Catcher Elias Diaz was thrown out by a wide margin when he tried to stretch a double into three bases.
Gregory Polanco topped that when he made the game’s final out at second base, cut down while foolishly attempting to turn a single into a double.
Neither player was representing the tying or go-ahead run, so the risk wasn’t worth it. These decisions couldn’t be excused in the name of hustle.
They were wrong, and costly.
“They’re unacceptable plays at this level,” Hurdle said. “At the end of the day, those aren’t good baseball plays and those aren’t plays that are going to help your team win. They know that after the fact, (but) you need to know that before the fact. And those are the ways we reinforce it, and we’ll talk about it.”
Presumably Hurdle discussed the poor judgment with both players behind closed doors before Tuesday’s game.
It’s not unusual for Hurdle to review something with a player, although he generally doesn’t talk about it publically.
A manager has to handle a variety of personalities, and he has to make sure he can communicate effectively.
For Hurdle, that generally means a calm approach that gets his message across.
“Confrontation can be nothing but healthy,” he said. “Confrontation can be empowering. Positive. Sharing ideas is what confrontation is.”
Hurdle had a brief and quiet conversation with Polanco in the dugout after the game on Monday. If anybody was looking for a high-volume fit by the manager, they were probably disappointed.
“Both of them showed very poor judgment last night,” Hurdle said. “So you sit them down, say what did you see, what did you think, what did you feel? We have to be better than that. If we’re going to be a championship club, we can’t do that. Those are mistakes that can’t be made at this level.
“I think there are times when you can show emotion, without a doubt. But I’m going to start yelling at people because so-and-so said I should? You don’t know what I do most of the time. You know what you see. That is not 24-7. Some of it is none of their business.

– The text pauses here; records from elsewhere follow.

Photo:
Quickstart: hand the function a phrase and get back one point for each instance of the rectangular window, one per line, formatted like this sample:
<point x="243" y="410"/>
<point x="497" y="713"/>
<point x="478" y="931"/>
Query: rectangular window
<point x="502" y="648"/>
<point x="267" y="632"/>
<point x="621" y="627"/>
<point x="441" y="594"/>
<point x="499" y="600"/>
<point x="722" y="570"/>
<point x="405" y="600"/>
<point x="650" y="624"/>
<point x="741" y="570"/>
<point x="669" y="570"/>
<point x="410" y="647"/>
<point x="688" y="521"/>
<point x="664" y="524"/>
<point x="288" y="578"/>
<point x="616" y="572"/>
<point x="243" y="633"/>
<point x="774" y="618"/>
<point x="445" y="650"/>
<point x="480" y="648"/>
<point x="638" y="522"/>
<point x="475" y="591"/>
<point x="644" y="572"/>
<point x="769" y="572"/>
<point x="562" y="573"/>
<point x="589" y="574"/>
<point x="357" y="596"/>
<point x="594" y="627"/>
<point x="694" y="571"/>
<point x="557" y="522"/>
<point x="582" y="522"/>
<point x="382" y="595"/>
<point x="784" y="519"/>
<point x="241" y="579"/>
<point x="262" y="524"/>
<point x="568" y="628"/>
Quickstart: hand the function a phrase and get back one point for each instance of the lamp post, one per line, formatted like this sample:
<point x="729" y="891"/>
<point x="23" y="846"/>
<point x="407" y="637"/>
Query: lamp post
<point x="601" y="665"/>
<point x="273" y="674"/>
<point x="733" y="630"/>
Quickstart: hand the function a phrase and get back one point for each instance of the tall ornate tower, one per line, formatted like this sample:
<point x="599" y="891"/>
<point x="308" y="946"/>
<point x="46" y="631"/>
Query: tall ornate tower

“I continue to try to share truth with raw honesty sometimes. Sometimes it’s your delivery. I know what I would do when I thought I got yelled at a little too much, and I know what players do. It makes sense. You know when to use it when it’s appropriate. But yelling? No. Never. That’s about me yelling, not about me teaching. It’s about belittling somebody, and that’s something I’m not a big fan of.”
Third baseman Jung Ho Kang was interviewed by a Korean news service, and the Pittsburgh Post-Gazette published some translations of that coverage.
Kang has been absent all season, unable to secure a work visa to enter the country after his third DUI conviction. When Kang’s car was pulled over, he tried to flee, then incorrectly told police someone else was actually driving.
“Something like that must never happen again, and I am trying to be a better man,” Kang told the Korean news source, according to the Post-Gazette.